1993
La Leçon de piano
de Jane Campion
(Nouvelle-Zélande)

Gros plan sur l'année 1993
Les Prix et Jurys

Le romantisme revu et corrigé.
Bien que le récit de The Piano de Jane Campion se déroule au siècle dernier, la facture et le discours du film n’ont pratiquement rien de classiques. En fait, la cinéaste transfigure le néo-romantisme de son sujet (l’éveil des sens et l’émancipation subséquente d’une veuve mal mariée) par les aspects résolument modernes de sa réalisation: l’utilisation de la voix-off qui souligne, de façon ironique, le mutisme de l’héroïne, la musique de Michael Nyman qui remplace les mots que ne veut pas dire Ada, le montage éclaté qui fait parfois s’insérer, de façon abrupte, des images surprenantes capturant l’aliénation des personnages, et l’originalité constante des cadrages.

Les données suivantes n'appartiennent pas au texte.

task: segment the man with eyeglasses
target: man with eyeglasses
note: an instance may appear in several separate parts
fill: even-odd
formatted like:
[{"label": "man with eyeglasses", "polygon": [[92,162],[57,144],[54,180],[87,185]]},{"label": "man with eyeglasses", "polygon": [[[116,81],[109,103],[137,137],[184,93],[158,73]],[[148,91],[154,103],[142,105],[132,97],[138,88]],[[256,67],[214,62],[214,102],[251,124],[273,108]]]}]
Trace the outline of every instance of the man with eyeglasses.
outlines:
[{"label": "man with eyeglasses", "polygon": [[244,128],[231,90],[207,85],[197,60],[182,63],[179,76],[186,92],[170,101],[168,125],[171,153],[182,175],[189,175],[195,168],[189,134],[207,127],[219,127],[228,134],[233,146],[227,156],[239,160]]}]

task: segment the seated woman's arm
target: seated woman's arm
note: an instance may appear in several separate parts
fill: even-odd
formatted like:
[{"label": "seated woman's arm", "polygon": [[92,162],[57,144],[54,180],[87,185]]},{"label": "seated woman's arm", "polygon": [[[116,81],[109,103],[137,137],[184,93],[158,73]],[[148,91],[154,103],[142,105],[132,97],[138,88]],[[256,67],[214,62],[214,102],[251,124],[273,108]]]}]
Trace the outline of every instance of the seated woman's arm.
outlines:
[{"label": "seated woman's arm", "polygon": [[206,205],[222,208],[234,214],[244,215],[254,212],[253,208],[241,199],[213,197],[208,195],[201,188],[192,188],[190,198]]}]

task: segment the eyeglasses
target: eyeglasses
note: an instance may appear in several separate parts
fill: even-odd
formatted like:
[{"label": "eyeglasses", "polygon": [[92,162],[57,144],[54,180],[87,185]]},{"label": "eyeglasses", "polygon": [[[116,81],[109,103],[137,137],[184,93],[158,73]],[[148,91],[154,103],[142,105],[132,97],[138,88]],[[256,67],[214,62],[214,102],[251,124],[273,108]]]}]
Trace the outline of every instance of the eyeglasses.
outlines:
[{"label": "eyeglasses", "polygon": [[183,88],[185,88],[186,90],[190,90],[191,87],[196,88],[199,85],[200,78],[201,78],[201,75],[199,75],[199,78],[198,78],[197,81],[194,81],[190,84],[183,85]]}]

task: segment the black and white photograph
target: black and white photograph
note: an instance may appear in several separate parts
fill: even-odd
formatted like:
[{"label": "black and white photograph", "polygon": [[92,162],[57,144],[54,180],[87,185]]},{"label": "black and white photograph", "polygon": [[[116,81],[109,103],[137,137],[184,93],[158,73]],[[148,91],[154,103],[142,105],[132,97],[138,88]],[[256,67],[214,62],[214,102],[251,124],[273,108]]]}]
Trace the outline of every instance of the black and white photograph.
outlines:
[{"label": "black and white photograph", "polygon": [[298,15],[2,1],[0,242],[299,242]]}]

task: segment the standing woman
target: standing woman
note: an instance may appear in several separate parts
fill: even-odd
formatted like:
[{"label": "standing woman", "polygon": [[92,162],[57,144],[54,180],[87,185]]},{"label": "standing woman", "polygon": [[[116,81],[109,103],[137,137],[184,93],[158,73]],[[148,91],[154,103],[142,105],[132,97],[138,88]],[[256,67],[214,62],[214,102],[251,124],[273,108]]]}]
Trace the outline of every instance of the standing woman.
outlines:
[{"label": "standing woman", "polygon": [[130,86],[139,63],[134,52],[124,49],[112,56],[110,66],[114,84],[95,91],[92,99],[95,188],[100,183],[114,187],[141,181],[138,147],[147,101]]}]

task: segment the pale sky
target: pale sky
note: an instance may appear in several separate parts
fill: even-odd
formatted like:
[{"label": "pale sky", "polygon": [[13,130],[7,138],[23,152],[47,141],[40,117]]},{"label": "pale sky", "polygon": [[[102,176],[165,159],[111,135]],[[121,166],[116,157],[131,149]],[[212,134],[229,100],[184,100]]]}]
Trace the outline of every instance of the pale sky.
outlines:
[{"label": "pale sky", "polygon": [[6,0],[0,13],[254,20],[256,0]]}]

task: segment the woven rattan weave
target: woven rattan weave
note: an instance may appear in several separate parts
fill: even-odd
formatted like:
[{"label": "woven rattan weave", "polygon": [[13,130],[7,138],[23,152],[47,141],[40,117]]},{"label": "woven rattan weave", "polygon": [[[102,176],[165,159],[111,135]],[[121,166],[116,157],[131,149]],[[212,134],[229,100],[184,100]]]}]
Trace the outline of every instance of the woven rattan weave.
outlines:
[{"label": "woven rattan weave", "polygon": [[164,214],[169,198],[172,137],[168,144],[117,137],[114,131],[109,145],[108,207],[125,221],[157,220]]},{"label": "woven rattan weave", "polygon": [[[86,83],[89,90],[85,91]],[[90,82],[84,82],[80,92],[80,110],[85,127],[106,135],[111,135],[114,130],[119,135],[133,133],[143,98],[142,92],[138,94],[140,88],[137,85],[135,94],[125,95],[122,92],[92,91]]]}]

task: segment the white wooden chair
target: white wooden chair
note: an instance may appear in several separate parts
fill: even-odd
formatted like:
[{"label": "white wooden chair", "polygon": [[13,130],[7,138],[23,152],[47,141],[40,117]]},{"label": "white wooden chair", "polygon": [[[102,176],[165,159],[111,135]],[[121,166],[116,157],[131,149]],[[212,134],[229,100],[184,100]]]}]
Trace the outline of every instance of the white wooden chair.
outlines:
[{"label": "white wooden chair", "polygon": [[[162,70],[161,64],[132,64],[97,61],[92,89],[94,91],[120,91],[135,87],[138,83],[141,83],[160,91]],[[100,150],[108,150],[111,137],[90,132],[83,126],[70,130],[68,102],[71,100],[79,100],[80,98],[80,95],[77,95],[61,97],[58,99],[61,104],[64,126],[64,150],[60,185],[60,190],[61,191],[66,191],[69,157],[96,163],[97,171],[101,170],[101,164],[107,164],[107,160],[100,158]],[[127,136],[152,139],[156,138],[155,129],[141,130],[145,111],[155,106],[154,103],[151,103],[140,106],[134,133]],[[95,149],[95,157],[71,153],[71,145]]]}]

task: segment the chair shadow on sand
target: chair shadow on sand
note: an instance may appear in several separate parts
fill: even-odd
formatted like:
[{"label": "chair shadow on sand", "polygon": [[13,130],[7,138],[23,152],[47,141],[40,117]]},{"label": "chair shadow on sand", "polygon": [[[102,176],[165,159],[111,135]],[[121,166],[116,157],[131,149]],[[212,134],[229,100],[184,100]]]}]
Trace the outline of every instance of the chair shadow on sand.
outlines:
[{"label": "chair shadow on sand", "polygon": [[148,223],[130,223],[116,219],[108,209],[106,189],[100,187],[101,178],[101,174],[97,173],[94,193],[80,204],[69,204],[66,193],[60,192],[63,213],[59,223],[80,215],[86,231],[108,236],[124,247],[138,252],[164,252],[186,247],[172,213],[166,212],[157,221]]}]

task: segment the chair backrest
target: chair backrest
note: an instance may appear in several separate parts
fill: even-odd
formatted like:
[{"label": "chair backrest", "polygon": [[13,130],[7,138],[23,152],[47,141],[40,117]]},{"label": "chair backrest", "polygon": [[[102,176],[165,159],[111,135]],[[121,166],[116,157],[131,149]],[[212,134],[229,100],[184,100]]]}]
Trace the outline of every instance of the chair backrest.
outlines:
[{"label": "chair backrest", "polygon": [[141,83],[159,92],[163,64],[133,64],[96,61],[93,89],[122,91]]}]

Par exemple, dans la scène où le mari d’Ada empoigne la jeune femme pour l’empêcher d’aller retrouver son amant, Campion cadre l’action de telle sorte à donner l’impression que l’héroïne flotte à l’horizontale, sa robe retenue par les buissons qui l’entourent. Une image qui préfigure le moment où Ada tombe à la mer, entraînée par son piano auquel son pied est attaché. L’héroïne flotte alors gracilement au milieu des algues pendant qu’elle choisit entre la mort et la vie. Une structure réflexive qui donne lieu, ailleurs dans le film, à une mise en abyme qui lie la représentation théatrale de Barbe Bleue à la violence dont sera victime Ada aux mains de son mari.

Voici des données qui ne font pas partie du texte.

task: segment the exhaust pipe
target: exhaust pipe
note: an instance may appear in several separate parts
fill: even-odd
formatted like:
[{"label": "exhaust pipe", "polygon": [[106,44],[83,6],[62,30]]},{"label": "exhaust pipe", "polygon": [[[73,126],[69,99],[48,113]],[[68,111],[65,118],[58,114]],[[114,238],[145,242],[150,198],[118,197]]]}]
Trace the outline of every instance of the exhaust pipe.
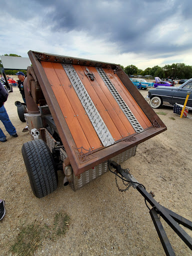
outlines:
[{"label": "exhaust pipe", "polygon": [[18,107],[22,106],[22,105],[24,105],[25,106],[26,106],[26,103],[21,102],[19,102],[18,100],[16,102],[14,102],[14,104],[16,105],[16,106],[18,106]]}]

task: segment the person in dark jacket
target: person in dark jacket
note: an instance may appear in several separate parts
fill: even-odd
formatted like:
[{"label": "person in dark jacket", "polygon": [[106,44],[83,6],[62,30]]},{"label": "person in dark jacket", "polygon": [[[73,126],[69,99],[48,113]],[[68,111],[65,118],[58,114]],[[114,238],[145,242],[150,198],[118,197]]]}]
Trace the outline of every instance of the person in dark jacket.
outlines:
[{"label": "person in dark jacket", "polygon": [[[4,103],[8,99],[8,94],[0,82],[0,120],[7,132],[13,137],[18,137],[15,128],[10,120],[10,118],[4,106]],[[0,142],[6,142],[6,136],[0,128]]]},{"label": "person in dark jacket", "polygon": [[16,76],[18,76],[18,88],[20,89],[20,92],[22,95],[22,100],[24,103],[26,103],[26,98],[24,96],[24,82],[26,76],[24,76],[24,73],[20,71],[16,74]]}]

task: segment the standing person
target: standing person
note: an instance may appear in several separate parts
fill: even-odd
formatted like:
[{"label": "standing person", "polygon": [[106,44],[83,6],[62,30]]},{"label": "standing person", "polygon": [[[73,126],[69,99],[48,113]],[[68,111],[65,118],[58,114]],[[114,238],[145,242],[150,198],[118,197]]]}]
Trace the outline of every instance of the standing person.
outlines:
[{"label": "standing person", "polygon": [[[0,120],[6,129],[7,132],[13,137],[18,137],[15,128],[12,124],[4,106],[4,103],[8,99],[8,94],[0,82]],[[6,142],[6,136],[0,128],[0,142]]]},{"label": "standing person", "polygon": [[26,103],[26,98],[24,96],[24,82],[26,76],[24,76],[24,73],[20,71],[16,74],[16,76],[18,76],[18,87],[20,89],[20,92],[22,95],[22,100],[24,103]]},{"label": "standing person", "polygon": [[12,85],[13,86],[16,86],[16,82],[14,80],[14,78],[12,78],[12,80],[11,80],[11,83],[12,84]]},{"label": "standing person", "polygon": [[0,80],[2,80],[2,81],[4,81],[4,78],[2,76],[2,74],[0,75]]},{"label": "standing person", "polygon": [[172,86],[174,86],[174,78],[173,77],[172,78],[172,82],[170,82],[172,83]]},{"label": "standing person", "polygon": [[136,88],[138,90],[140,90],[142,88],[142,84],[140,84],[140,82],[139,84],[138,84],[138,86],[137,86]]},{"label": "standing person", "polygon": [[168,80],[170,78],[170,76],[168,76],[166,78],[166,81],[168,82]]}]

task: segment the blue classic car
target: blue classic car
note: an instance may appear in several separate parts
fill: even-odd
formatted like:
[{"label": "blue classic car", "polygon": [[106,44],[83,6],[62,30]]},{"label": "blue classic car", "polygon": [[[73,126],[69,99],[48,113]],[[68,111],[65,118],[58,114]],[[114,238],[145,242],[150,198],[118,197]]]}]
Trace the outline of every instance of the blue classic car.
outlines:
[{"label": "blue classic car", "polygon": [[184,105],[188,92],[191,94],[186,106],[192,107],[192,78],[178,87],[161,86],[150,89],[145,98],[150,100],[150,106],[154,108],[160,108],[162,105],[172,106],[176,103]]},{"label": "blue classic car", "polygon": [[130,78],[130,80],[132,81],[132,84],[136,86],[138,86],[140,82],[142,84],[142,89],[146,90],[148,87],[153,87],[154,82],[148,82],[146,81],[144,79],[137,78]]}]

La contemporanéité de son discours, l’auteure le laisse aussi transparaître à l’intérieur même du récit. Qui d’autre qu’une artiste de la fin de notre siècle, une féministe joyeusement subversive, pourrait imaginer une résolution heureuse à une sombre histoire de passion ? C’est aller à l’encontre du romantisme imaginé par les grands esprits masculins du siècle dernier. The Piano n’en est pas pour autant une oeuvre facile et édulcorée. Son héroïne y paie cher le bonheur qu’on lui accorde en fin de parcours. Ses aspirations anachroniques se butent au passéisme de la société néo-zélandaise du XIXième siècle, du moins celle que représentent les colons britanniques. En comparaison, la société autochtone apparaît beaucoup plus saine et résolument en avant de son temps elle aussi. Les Maoris expriment ouvertement leur sexualité (y compris leur homosexualité) et vivent en harmonie avec la nature de l’île; nature qui se rit d’ailleurs des efforts insensés des colons pour la mater. Une belle métaphore pour l’héroïne, qui nous apparaît aussi mystérieuse et indomptable que la sauvage verdure de la Nouvelle-Zélande.

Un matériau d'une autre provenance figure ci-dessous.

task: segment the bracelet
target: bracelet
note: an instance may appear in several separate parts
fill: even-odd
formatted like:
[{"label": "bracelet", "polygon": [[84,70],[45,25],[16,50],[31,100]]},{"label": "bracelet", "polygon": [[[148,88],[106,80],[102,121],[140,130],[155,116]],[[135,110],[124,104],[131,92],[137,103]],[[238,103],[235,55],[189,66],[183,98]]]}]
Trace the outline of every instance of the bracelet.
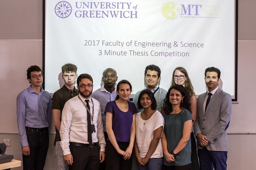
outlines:
[{"label": "bracelet", "polygon": [[166,155],[167,155],[167,154],[168,154],[168,153],[169,153],[167,152],[167,153],[166,153],[166,154],[165,154],[165,157],[166,157]]}]

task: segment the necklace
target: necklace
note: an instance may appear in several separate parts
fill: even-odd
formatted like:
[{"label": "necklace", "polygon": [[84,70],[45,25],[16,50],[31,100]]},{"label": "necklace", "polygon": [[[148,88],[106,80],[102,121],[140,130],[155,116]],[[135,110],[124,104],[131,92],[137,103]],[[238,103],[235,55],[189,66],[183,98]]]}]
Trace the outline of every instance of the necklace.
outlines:
[{"label": "necklace", "polygon": [[[148,118],[148,117],[151,114],[151,112],[152,112],[152,109],[151,109],[151,111],[150,111],[150,114],[148,115],[148,116],[147,116],[147,118]],[[143,117],[144,119],[144,119],[144,123],[143,124],[144,124],[144,125],[145,125],[145,124],[146,123],[146,120],[145,120],[145,112],[144,112],[144,114],[143,115],[144,115],[144,117]]]}]

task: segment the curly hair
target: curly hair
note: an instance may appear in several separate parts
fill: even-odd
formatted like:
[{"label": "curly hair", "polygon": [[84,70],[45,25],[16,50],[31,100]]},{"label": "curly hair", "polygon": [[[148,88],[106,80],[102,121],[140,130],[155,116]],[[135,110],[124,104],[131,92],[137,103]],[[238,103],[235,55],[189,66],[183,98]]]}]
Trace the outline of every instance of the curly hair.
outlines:
[{"label": "curly hair", "polygon": [[177,70],[180,70],[181,72],[184,74],[184,75],[186,76],[186,78],[187,78],[187,80],[186,81],[186,82],[185,82],[185,87],[187,88],[187,90],[188,91],[188,93],[189,94],[190,97],[191,97],[191,96],[195,95],[195,92],[194,92],[194,88],[193,87],[193,86],[192,85],[192,83],[191,83],[191,81],[190,80],[189,77],[188,76],[188,74],[187,73],[187,70],[186,70],[186,69],[182,67],[179,67],[176,68],[174,69],[173,72],[172,73],[172,84],[171,85],[171,86],[173,86],[174,84],[175,84],[175,82],[174,81],[174,78],[173,76],[174,76],[174,73]]},{"label": "curly hair", "polygon": [[[33,71],[36,71],[37,72],[41,72],[41,74],[43,75],[43,71],[42,70],[40,67],[37,66],[36,65],[34,65],[33,66],[31,66],[28,68],[27,70],[27,79],[29,79],[31,78],[31,75],[30,75],[30,73],[31,72]],[[29,82],[29,83],[31,84],[31,82]]]},{"label": "curly hair", "polygon": [[93,84],[93,78],[90,75],[88,74],[81,74],[78,76],[77,79],[76,80],[76,84],[77,86],[79,86],[79,83],[81,82],[82,81],[82,79],[88,79],[90,81],[91,81],[91,84]]},{"label": "curly hair", "polygon": [[[128,80],[122,80],[121,81],[119,81],[118,83],[117,83],[117,85],[116,85],[116,91],[119,91],[119,87],[120,86],[120,85],[122,84],[128,84],[130,86],[130,90],[131,90],[131,83],[129,82],[129,81],[128,81]],[[118,96],[118,95],[116,95],[116,97],[115,99],[115,100],[117,100],[119,99],[119,96]]]},{"label": "curly hair", "polygon": [[190,98],[188,92],[186,88],[182,85],[179,84],[175,84],[171,86],[168,92],[166,94],[166,97],[163,100],[164,103],[163,104],[163,111],[167,114],[168,114],[172,111],[172,104],[170,102],[170,94],[172,89],[174,89],[178,90],[181,93],[181,96],[184,97],[182,100],[183,102],[181,102],[180,105],[180,108],[181,109],[186,109],[188,111],[191,112],[190,108],[191,104],[190,103]]},{"label": "curly hair", "polygon": [[218,69],[214,67],[208,67],[205,69],[204,72],[204,78],[206,76],[206,73],[208,72],[216,72],[218,74],[218,79],[221,78],[221,71]]},{"label": "curly hair", "polygon": [[152,92],[151,90],[150,90],[148,89],[145,89],[141,91],[140,94],[140,95],[139,95],[139,97],[138,97],[138,101],[137,102],[137,105],[138,106],[138,109],[142,109],[143,108],[143,107],[140,104],[140,99],[142,97],[142,96],[145,95],[145,94],[147,94],[148,95],[148,97],[150,99],[150,100],[151,101],[151,108],[152,110],[155,110],[156,108],[156,107],[157,106],[157,103],[156,102],[156,99],[155,98],[154,94]]},{"label": "curly hair", "polygon": [[146,67],[146,68],[145,69],[144,76],[146,76],[146,75],[147,74],[147,72],[148,70],[151,71],[155,71],[157,72],[157,78],[158,79],[161,76],[161,70],[158,66],[154,64],[151,64],[147,66]]}]

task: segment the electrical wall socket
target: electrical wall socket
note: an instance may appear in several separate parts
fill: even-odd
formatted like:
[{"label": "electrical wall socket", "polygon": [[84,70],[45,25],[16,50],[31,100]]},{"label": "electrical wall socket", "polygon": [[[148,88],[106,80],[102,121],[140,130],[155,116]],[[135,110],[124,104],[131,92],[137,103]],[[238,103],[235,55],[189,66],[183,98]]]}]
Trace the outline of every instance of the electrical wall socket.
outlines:
[{"label": "electrical wall socket", "polygon": [[3,143],[5,143],[6,147],[10,147],[11,146],[10,139],[4,139],[3,141]]}]

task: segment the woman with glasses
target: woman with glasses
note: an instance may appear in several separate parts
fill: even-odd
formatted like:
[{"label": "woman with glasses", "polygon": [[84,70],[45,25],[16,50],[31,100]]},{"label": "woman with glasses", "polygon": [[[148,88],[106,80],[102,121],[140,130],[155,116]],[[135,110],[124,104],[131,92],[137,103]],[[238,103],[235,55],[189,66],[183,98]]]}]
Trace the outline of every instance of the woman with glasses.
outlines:
[{"label": "woman with glasses", "polygon": [[[194,121],[196,120],[197,112],[197,101],[196,95],[194,92],[194,88],[191,81],[188,76],[186,69],[181,67],[175,68],[172,74],[171,86],[175,84],[182,85],[186,88],[188,92],[190,98],[190,102],[191,104],[191,116]],[[200,169],[199,163],[197,153],[196,144],[194,133],[191,130],[191,166],[190,169],[197,170]]]},{"label": "woman with glasses", "polygon": [[164,100],[162,146],[166,170],[189,170],[191,161],[190,133],[193,118],[188,93],[181,85],[171,87]]},{"label": "woman with glasses", "polygon": [[138,170],[161,170],[163,149],[161,142],[163,118],[156,110],[157,105],[151,90],[143,90],[140,94],[136,114],[136,140],[134,150]]},{"label": "woman with glasses", "polygon": [[137,112],[134,103],[127,101],[131,91],[129,82],[120,81],[116,87],[115,100],[106,105],[106,130],[109,136],[106,146],[106,170],[131,169]]}]

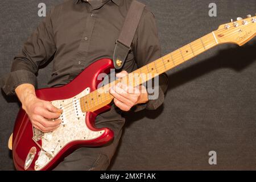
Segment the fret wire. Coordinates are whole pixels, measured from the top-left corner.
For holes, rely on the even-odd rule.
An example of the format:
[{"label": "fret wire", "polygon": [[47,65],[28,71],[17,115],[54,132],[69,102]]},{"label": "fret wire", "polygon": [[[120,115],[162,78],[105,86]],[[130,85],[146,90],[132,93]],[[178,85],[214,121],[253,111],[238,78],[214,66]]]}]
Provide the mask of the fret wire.
[{"label": "fret wire", "polygon": [[204,47],[204,49],[206,50],[205,47],[204,46],[204,43],[203,42],[202,39],[200,38],[200,39],[201,40],[201,42],[202,43],[203,47]]},{"label": "fret wire", "polygon": [[195,53],[194,53],[194,51],[193,51],[193,48],[192,48],[192,47],[191,46],[191,43],[189,43],[189,46],[190,46],[190,48],[191,48],[191,51],[192,51],[192,53],[193,53],[193,55],[194,56],[195,56]]},{"label": "fret wire", "polygon": [[163,65],[164,66],[164,69],[166,71],[167,71],[167,69],[166,69],[166,64],[164,63],[163,57],[161,57],[161,60],[162,60],[162,61],[163,62]]},{"label": "fret wire", "polygon": [[180,54],[181,55],[181,57],[182,57],[182,58],[183,59],[183,60],[185,61],[185,59],[184,59],[183,55],[182,55],[181,50],[180,49],[180,48],[179,48],[179,50],[180,52]]},{"label": "fret wire", "polygon": [[156,65],[155,65],[156,61],[153,61],[153,63],[154,63],[154,64],[155,65],[155,69],[156,69],[156,73],[158,73],[158,68],[156,68]]}]

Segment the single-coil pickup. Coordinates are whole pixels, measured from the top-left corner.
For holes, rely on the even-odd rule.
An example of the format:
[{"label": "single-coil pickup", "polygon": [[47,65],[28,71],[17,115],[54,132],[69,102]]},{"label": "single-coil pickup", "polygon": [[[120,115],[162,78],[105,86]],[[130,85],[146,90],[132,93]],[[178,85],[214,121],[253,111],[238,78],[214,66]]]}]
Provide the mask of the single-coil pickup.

Et justement, le mari d’Ada ne pourra ni dominer son épouse, ni sa terre. Campion fait même de lui un impuissant. C’est l’employé de Stewart, George Baines, qui saura répondre aux attentes d’Ada, et reconnaître en elle une égale. En adoptant le style de vie des Maoris, cet Européem s’est défait de sa carapace d’homme insensible. Des deux hommes, il est le seul à écouter, savourer et être bouleversé par la musique d’Ada.
Dans ce triangle amoureux, on devine parfois le fantôme du célèbre Amant de Lady Chaterley qui faisant lui aussi l’apologie de l’irrépressible énergie des pulsions sexuelles, montrait la lutte des classes et opposait un mari impotent à une épouse en quête de dépassement. Mais à l’encontre de l’érotisme forcément masculin de D.H. Lawrence, Campion propose un érotisme plus (typiquement) féminin: une lente montée du désir et l’accomplissement du plaisir, non pas dans le coït, mais dans son anticipation. Comme dans le meilleur des suspenses. Une belle leçon de féminisme et de cinéma.